Potatoes and vegetables:

  • 400 g Small potatoes cooked in their skins
  • 1 size Onion
  • 1 Red peppers
  • 1 Yellow peppers
  • 1 tbsp Butter
  • Pepper salt

Salsa:

  • 3 go. tsp Chives, finely chopped
  • 3 tbsp Parsley, finely chopped
  • 3 Garlic cloves, finely chopped
  • 4 Anchovies, finely chopped
  • 3 tbsp Olive oil
  • 3 tbsp White balsamic vinegar
  • 3 tbsp Organic lemon, zest
  • Pepper, salt, pinch of sugar

Mint Dip:

  • 200 g Greek yogurt
  • 80 g Creme fraiche Cheese
  • 1 Clove of garlic
  • 1 tbsp Organic lemon, juice
  • 1 tbsp Organic lemon, zest
  • Pepper, salt, pinch of sugar
  • 2 tbsp Mint finely chopped

Instructions
 

Potatoes and vegetables:

  • Wash the potatoes and cook them with the skin in well-salted water. Drain, rinse with cold water, peel and cut in half. Slightly larger possibly thirds. The pieces should be about 2.5 - 3 cm in size. Keep ready in a bowl covered with foil.
  • Peel the onion, cut in half, quarter the halves and leaf apart a little. Peel the peppers with the asparagus peeler. Halve, remove the core and stem, cut lengthways into wide strips and then cut them into diamonds. Keep everything ready in a bowl covered with foil.

Salsa:

  • Wash and dry the chives, cut into very fine rolls. Wash, dry and finely chop parsley. Skin the garlic, finely chop. Lightly de-oil the anchovies, chop finely. Put everything in a bowl and mix with the oil, vinegar and lemon zest. Season to taste with salt, pepper and sugar. Cover with foil and keep ready in the refrigerator until use.

Mint Dip:

  • Peel the garlic, cut into small pieces and grind into a pulp with coarse salt or finely crush on a board with a wide, flat knife.
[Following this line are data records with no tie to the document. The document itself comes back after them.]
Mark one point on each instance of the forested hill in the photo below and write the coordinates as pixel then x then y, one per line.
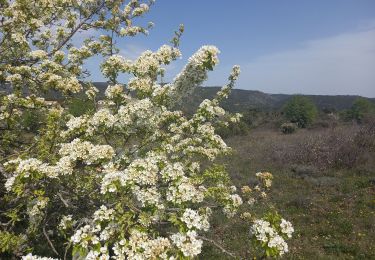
pixel 241 100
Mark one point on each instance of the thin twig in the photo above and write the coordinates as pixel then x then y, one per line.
pixel 49 241
pixel 218 246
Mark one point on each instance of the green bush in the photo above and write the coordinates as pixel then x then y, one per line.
pixel 288 128
pixel 80 105
pixel 361 110
pixel 300 110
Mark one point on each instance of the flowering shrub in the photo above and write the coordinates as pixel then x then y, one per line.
pixel 127 180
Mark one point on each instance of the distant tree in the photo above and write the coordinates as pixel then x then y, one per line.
pixel 300 110
pixel 361 109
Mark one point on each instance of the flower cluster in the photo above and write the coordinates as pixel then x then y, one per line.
pixel 272 236
pixel 132 177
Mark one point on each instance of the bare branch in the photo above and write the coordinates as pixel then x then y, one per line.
pixel 49 241
pixel 218 246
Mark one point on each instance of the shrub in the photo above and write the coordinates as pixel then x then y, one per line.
pixel 300 110
pixel 129 177
pixel 288 128
pixel 361 110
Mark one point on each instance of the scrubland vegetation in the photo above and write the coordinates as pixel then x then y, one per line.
pixel 136 171
pixel 324 180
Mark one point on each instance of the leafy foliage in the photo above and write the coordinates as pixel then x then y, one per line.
pixel 300 110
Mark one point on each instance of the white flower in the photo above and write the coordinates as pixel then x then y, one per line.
pixel 286 228
pixel 188 243
pixel 194 220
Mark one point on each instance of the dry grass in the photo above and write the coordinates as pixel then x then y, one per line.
pixel 324 183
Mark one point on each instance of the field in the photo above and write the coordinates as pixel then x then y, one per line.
pixel 324 183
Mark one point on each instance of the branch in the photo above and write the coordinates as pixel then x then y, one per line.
pixel 49 241
pixel 218 246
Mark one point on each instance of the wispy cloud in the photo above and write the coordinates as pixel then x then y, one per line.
pixel 132 51
pixel 342 64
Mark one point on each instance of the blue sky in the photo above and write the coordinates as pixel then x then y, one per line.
pixel 290 46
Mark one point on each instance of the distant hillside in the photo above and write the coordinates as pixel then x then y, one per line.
pixel 241 100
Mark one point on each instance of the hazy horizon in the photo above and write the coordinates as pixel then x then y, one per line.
pixel 317 48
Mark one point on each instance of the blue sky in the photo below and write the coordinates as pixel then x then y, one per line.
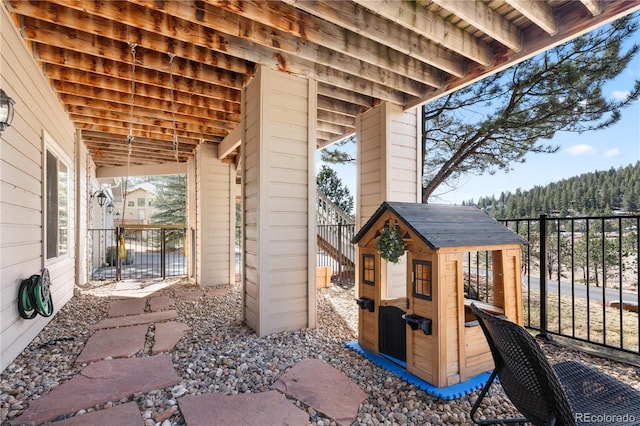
pixel 615 147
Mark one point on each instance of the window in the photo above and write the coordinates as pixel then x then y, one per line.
pixel 422 279
pixel 56 204
pixel 368 269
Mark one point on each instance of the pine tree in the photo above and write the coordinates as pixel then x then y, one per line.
pixel 331 185
pixel 497 121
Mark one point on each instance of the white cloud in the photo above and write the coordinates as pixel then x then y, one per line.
pixel 620 94
pixel 581 149
pixel 613 152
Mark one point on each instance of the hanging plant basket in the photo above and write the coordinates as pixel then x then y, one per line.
pixel 390 244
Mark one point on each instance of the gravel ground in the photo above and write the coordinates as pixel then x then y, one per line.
pixel 220 355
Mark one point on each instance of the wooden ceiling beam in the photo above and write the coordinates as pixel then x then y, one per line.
pixel 537 12
pixel 334 17
pixel 486 20
pixel 183 70
pixel 337 106
pixel 187 113
pixel 594 6
pixel 200 107
pixel 339 119
pixel 405 75
pixel 151 93
pixel 156 132
pixel 183 130
pixel 193 139
pixel 571 23
pixel 421 21
pixel 68 37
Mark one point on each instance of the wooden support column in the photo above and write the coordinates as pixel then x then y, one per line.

Put together with yoghurt, crème fraîche, lemon juice and zest in a bowl and stir well. Wash the mint leaves, dry them, finely chop and mix with the yoghurt. Season to taste with pepper, salt and sugar. Keep ready in the refrigerator covered with foil.

Flesh:

  • Remove the tendons and skins from the shoulder of the lamb and cut them into 4 cm pieces. After that, the amount of meat should be approx. 500 g.

Preparation:

  • In a very large pan, let 3 tablespoons of olive oil get very hot and fry the pieces of meat in it for approx. 3 - 4 minutes all around. Pepper, salt and then immediately lift out of the pan and temporarily store on a plate.
  • Add 1 tablespoon of butter to the frying fat of the meat and briefly fry the onions in it. When they are translucent, add the potato halves and fry all over. When they take on color, fold in the bell pepper pieces and stir-fry everything until the bell pepper is cooked firm to the bite. Then add the meat and cook and heat for another 2 minutes. It should still be slightly pink inside ...... and everything can be served with the salsa and the dip ................... well then 'n good' n ..................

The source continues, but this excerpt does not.